We further propose that some enhancers associated with eRNA transcription (Andersson et al, 2014), which generally turn over rapidly during mammalian evolution (Villar et al, 2015), have evolved molecular features, including splicing that strengthened their transcription and led to increased cognate enhancer activity by facilitating the recruitment of enhancer factors in a RNA-dependent manner (Fig 6). This is in concordance with evidence that novel exon-containing transcript isoforms show increased expression (Merkin et al, 2015) and that the acquisition of splicing and polyadenylation signals at newly evolved transcriptional initiation sites, which are intrinsically bidirectional (Jin et al, 2017), can favor the preservation of the preferred transcription direction (Almada et al, 2013; Carelli et al, 2018).

Further work is now required to establish the mechanisms underlying the evolution of efficient splicing of elincRNAs and how the processing of these transcripts facilitates recruitment of enhancer factors. Furthermore, inhibition or enhancement of splicing can be achieved through targeted approaches, such as using small molecules or antisense oligos (Spitali & Aartsma-Rus, 2012). Our results open new avenues for modulating enhancer activity through targeting elincRNA processing.

Materials and Methods

Identification of enhancer-associated transcripts

We considered mESC ENCODE intergenic enhancers (61,877 mESCs enhancers) (Bogu et al, 2015) to be transcribed if they overlapped DNase I–hypersensitive sites (Mouse ENCODE Consortium et al, 2012) and a cap anaysis gene expression (CAGE) cluster (Fraser et al, 2015) in the corresponding cell type (n = 2,217). We considered all mESC-expressed lincRNAs (Tan et al, 2015) and Ensembl-annotated protein-coding genes (version 70) with at least one CAGE read overlapping (by > 1 nucleotide) their first exon and an mESC CAGE cluster on the same strand. One hundred transcribed enhancers overlapped lincRNA CAGE clusters (Table S1). The remaining CAGE clusters were TIRs associated with 13,143 protein-coding genes and 317 other non–enhancer-associated mESC-expressed lincRNAs (oth-lincRNAs).

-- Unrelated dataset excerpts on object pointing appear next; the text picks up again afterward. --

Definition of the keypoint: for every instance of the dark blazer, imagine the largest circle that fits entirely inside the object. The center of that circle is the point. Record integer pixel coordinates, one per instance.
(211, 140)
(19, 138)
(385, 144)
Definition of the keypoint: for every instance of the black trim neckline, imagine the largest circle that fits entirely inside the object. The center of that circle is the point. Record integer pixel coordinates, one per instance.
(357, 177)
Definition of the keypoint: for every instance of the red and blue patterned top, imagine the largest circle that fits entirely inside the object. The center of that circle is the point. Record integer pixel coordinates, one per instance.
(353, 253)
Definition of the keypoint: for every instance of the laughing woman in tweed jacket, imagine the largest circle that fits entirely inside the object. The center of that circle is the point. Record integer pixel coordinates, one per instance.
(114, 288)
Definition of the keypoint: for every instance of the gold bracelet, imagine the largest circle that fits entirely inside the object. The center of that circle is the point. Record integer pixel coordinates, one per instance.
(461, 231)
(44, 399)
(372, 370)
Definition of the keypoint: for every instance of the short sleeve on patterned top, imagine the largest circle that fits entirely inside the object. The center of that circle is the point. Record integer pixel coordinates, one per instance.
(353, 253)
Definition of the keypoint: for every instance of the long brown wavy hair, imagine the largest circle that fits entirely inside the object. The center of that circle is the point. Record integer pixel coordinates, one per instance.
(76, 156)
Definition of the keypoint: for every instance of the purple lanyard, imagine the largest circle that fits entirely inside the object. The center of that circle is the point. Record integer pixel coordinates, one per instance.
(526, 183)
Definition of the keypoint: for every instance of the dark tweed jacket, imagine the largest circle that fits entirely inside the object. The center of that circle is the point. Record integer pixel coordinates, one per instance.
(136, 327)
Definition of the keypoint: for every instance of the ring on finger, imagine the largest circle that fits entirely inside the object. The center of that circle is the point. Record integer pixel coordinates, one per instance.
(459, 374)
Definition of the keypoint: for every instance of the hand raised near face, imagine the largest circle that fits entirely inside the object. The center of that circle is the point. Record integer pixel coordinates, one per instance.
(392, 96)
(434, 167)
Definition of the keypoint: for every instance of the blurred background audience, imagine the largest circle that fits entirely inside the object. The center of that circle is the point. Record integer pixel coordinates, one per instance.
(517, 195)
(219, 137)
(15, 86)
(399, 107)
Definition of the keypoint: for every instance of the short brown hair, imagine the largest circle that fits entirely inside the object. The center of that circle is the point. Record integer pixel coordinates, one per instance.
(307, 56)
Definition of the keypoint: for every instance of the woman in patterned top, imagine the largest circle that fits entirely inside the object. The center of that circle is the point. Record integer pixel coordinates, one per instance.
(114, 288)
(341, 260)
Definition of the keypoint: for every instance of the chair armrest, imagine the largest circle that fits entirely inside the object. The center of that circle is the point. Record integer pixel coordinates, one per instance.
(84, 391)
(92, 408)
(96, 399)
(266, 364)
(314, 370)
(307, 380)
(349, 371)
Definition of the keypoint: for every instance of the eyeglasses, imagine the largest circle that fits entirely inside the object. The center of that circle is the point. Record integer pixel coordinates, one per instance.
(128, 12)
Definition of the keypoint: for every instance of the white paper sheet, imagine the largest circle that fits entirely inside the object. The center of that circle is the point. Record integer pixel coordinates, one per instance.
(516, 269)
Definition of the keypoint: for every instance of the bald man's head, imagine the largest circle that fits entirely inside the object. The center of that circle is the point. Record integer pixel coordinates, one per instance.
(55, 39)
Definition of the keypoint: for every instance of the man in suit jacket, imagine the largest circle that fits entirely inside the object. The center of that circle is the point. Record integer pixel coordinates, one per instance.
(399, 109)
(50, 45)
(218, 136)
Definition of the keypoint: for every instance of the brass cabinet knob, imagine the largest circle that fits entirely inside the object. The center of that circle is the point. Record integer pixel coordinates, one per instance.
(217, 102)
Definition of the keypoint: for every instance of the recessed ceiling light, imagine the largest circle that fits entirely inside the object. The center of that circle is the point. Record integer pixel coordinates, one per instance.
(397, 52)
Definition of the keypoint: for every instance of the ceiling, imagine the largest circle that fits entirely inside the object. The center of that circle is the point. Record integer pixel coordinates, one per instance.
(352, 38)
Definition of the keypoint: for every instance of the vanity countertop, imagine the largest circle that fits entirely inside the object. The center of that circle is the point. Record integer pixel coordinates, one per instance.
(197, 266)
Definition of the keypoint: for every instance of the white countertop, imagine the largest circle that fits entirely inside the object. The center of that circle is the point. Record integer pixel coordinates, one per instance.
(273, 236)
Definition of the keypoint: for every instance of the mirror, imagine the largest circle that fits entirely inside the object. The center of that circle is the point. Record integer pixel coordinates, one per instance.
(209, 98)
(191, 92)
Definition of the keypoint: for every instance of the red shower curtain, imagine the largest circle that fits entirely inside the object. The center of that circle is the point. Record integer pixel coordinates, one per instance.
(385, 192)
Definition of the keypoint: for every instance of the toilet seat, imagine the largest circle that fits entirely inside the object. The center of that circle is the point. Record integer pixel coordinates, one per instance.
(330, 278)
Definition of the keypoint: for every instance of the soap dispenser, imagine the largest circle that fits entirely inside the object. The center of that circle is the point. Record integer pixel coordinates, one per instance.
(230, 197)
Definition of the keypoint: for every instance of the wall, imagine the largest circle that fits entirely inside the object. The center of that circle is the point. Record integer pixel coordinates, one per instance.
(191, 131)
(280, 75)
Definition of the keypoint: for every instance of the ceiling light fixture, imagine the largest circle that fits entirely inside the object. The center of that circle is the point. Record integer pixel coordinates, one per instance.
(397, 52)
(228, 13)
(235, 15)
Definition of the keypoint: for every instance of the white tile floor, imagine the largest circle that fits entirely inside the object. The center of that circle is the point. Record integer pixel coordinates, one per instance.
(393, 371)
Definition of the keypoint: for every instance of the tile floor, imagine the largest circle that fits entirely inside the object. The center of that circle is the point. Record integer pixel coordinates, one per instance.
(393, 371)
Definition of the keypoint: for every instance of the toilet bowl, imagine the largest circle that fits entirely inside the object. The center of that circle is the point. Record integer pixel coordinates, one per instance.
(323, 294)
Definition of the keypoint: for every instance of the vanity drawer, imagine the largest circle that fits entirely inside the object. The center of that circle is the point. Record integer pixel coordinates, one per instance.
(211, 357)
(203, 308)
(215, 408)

Metagene profiles of CAGE reads centered at mESC enhancers and gene TIRs were plotted using NGSplot (Shen et al, 2014). Sense and antisense reads denote those that map to the same or opposite strand, respectively, as the direction of their cognate CAGE clusters. For eRNAs, direction is defined as the direction with the highest number of CAGE clusters. In cases of equal CAGE clusters on either direction, enhancer direction is randomly assigned.

eRNAs were included only in analyses that do not require transcript models because eRNAs, by definition, are non-polyadenylated, unspliced, and shorted-lived (Kim et al, 2010).

We annotated a larger set of elincRNAs using a more permissive criterion by considering all mESC lincRNAs whose 5′ end is within 500 bp of an enhancer to be enhancer-derived. Using this approach, we identified 211 multi-exonic and 1,772 single-exonic elincRNAs. Corresponding figures for the analysis of this more comprehensive yet less stringent set of elincRNAs can be found in the Supplemental Data 1 (381.9KB, docx) .

Metagene analysis of binding enrichment at elincRNAs

Enrichment of histone modifications, transcription factor binding, and gene expression levels were assessed using publicly available mESC ChIP-seq and RNA-seq data sets. Downloaded data sets are listed in Table S4.

For all downloaded data sets, adaptor sequences were first removed from sequencing reads with Trimmomatic (version 0.33) (Bolger et al, 2014) and then aligned to the mouse reference genome (mm9) using HISAT2 (version 2.0.2) (Kim et al, 2015).

Metagene profiles of sequencing reads centered at gene TIRs were visualized using HOMER v4.7 (Heinz et al, 2010).

Analysis of preferential location and chromosomal contact within TADs

mESC TADs (Fraser et al, 2015) were divided into five equal size segments where the two most external bins on either side of the TAD were considered as TAD boundaries and the middle bin as the center of TAD. Enrichment or depletion of enhancer-associated transcripts was estimated for each TAD region, relative to the expectation, using the Genome Association Tester (Heger et al, 2013). Specifically, TAD positional enrichment was compared with a null distribution obtained by randomly sampling 10,000 times (with replacement) the segments of the same length and matching the GC content as the tested loci within mappable intergenic regions of TADs (as predicted by ENCODE [Hoffman et al, 2013]). To control for potential confounding variables that correlate with the GC content, such as gene density, the genome was divided into segments of 10 kb and assigned to eight isochore bins in the enrichment analysis. The frequency of chromosomal interactions within TADs was calculated using mESCs Hi-C contact matrices (Fraser et al, 2015), as previously described (Tan et al, 2017).

Enhancer activity across embryonic neurogenesis

Level of gene transcription initiation (CAGE-based TPM (transcripts per kilobase million) at TIRs) at each of the three stages of neuronal differentiation (mESC to NPC to neuron) was downloaded from Fraser et al (2015). Each locus was paired with its genomically closest protein-coding gene, considered here as its putative cis-target. Only pairs where both loci were expressed in at least one embryonic neurogenesis stage were considered. For each gene, the two stages where the locus of interest was most highly or lowly expressed were determined and used to calculate the fold difference between the expression difference of its putative cis-target, as described previously (Marques et al, 2013).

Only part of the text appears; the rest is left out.